If the supply water temperature is carefully controlled with mixing or straight outdoor reset available on all condensing boiler made today, these old radiant ceiling will last another 70 years or so.
I would like to address comfort and efficiency while we are on the subject. As you related it is not readily apparent where all those pipes go. I myself was recently confused while in a neighborhood here in the Minneapolis area (Richfield, MN) where a young couple called to see if I could help with heating their cold basement.
They told me they had radiant floors on the main level and my handy infrared thermometer did in fact confirm that the floors and the ceiling were 72°F with the thermostat set to 70°. This affirmed my experience with radiant floors in general and I was not made aware until further inquiries, and careful examination revealed the truth. The ceiling were in fact radiated and the comfort unparalleled.
I recommend salvaging these old plaster ceiling radiant systems whenever possible since you will not have any more comfortable heat nor be able to preserve the original floor covering without fear of output limiting water temperatures (a radiant ceiling will likely have the potential for 3-times the output of the equivalent radiant floor even with the limiting factor of calcification).
Unlike their radiant slab cousins, (see Levit Town radiant, Frank Lloyd Wright radiant), radiant ceiling seem last even longer than the typical 50 years seen in the old copper or steel embedded concrete floors.
As for efficiency; if properly set up with outdoor reset and appropriate back insulation there is hardly anything as efficient as a hydronic radiant ceiling driven by a condensing boiler or heat pump.
As I have stated before, the only folks who live with baseboard are those that can't afford to be truly comfortable and those that have forced air heating.
As with every properly designed heating system, new or retrofit, it all starts with an ACCA Manual 'J' heat load performed on radiant dedicated software. In your case a rarely found radiant ceiling design module is a must.
---------- FOLLOW-UP ----------
QUESTION: Hi Morgan - thanks for the quick reply and time! So if I understand correctly, you would definitely recommend restoring the ceiling radiant (we thought it was sorta strange since heat rises and wondered how well the room below would actually heat)... Do you suspect that we have radiant heated floors also? (Would they have not done the ceiling without doing the floors?) I've attached a couple pictures of the pipes leading into the flooring. Could you please let us know your thoughts on if this looks like we would most likely have pipes in our slab too?
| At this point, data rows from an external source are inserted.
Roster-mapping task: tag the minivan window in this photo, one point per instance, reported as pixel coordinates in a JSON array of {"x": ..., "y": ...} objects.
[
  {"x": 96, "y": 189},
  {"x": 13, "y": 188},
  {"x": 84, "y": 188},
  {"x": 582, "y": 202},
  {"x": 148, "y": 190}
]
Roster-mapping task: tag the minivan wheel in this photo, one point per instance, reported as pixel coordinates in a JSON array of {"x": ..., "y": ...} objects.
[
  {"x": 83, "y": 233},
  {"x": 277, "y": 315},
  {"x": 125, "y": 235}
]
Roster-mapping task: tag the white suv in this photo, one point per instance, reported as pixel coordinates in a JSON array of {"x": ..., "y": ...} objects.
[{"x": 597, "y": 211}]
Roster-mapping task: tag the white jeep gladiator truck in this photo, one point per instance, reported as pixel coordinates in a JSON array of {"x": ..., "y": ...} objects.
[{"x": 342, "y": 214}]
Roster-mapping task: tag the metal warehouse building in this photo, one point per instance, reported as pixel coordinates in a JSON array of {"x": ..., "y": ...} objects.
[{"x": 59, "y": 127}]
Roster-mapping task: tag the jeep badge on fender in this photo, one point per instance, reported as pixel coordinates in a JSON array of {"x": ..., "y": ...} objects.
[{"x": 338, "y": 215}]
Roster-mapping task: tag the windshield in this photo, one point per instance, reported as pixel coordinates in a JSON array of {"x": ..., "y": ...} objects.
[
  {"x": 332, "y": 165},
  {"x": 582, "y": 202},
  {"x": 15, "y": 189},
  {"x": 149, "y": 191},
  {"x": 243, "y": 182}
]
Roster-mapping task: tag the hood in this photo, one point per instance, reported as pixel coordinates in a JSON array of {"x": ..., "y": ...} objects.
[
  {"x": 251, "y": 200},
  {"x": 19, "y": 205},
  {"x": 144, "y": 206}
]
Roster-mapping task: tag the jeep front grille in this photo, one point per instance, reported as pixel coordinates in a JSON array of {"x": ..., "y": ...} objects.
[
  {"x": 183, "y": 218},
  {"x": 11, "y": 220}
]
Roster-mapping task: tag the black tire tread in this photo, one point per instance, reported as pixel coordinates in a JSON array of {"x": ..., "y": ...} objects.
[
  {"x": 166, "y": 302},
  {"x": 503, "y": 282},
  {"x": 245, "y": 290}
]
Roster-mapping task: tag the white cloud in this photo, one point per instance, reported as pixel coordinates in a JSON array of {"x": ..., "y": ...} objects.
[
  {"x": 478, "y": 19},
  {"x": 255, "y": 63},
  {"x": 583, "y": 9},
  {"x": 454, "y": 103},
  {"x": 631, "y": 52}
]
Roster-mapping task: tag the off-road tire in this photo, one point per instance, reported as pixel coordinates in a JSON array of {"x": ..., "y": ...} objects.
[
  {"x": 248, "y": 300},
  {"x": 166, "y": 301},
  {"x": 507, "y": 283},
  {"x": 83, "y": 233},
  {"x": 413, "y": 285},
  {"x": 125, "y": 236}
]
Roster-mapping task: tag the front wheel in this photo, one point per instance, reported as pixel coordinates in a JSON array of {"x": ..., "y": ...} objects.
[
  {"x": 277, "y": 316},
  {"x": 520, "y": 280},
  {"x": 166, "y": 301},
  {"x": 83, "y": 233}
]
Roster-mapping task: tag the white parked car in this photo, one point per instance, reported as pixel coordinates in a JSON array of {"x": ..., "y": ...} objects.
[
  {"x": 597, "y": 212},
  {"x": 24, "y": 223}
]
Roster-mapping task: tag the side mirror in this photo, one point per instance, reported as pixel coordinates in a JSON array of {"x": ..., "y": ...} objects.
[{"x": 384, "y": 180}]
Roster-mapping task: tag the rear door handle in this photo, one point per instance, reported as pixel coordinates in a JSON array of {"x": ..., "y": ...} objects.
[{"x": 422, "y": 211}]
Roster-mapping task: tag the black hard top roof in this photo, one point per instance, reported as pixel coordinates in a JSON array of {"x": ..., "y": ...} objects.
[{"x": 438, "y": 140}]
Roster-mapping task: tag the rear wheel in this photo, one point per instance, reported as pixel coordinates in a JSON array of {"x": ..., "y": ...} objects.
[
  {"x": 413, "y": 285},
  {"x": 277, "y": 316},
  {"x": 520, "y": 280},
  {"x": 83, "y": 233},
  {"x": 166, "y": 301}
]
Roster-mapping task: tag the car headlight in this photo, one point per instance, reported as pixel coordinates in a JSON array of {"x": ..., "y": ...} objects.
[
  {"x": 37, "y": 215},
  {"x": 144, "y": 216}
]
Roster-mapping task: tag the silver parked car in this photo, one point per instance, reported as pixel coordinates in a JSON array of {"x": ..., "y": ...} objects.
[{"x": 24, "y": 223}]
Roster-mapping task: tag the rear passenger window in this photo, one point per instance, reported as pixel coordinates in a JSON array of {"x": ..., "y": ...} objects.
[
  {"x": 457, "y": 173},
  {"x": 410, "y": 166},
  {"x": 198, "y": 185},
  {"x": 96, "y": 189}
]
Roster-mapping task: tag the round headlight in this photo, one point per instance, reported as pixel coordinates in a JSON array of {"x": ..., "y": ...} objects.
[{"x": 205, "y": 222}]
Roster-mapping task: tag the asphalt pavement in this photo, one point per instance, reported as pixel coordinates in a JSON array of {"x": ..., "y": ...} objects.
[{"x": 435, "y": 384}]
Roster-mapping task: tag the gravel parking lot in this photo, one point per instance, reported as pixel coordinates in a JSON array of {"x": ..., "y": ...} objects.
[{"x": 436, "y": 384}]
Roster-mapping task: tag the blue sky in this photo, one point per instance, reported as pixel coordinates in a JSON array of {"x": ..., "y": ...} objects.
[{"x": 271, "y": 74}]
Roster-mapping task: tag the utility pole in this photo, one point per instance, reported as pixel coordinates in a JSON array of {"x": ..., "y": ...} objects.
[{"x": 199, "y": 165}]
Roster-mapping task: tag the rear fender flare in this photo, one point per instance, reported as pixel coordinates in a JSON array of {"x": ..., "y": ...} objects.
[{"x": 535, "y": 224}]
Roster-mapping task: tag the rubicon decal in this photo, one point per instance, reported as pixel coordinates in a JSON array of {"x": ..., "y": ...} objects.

thanks again, really appreciate your expertise!
I recommend testing with air pressure all old hydronic radiant heating systems to 30 psi for 24 hrs. If the test is good, or the leaks repaired and retested with positive results, a hydronic radiant ceiling system will likely last many decades longer. We use the Fernox Power Flush method on all of our hydronic heating systems, new and old. This assures the inside heat transfer areas are transfer heat efficiently and lowers the risk of the heat transfer fluid attacking the copper pipe or other system components.
Water chemistry for a new boiler, manifold actuators and pumps has to be right if reliability, longevity and experience are important to you.
If the radiant ceiling is functional, or even portions thereof, we can model the working areas and determine with some accuracy the expected output, ergo comfort, of the radiant ceiling after renovation.
It is unlikely that the floor is radiated since the potential output of a radiant ceiling is more than double that of a radiant floor.
Though I am too young to have pictures of the original radiant ceilings I have attached a picture of a recent remodel in which we used new panels; also an option in your situation should you find your current system unserviceable.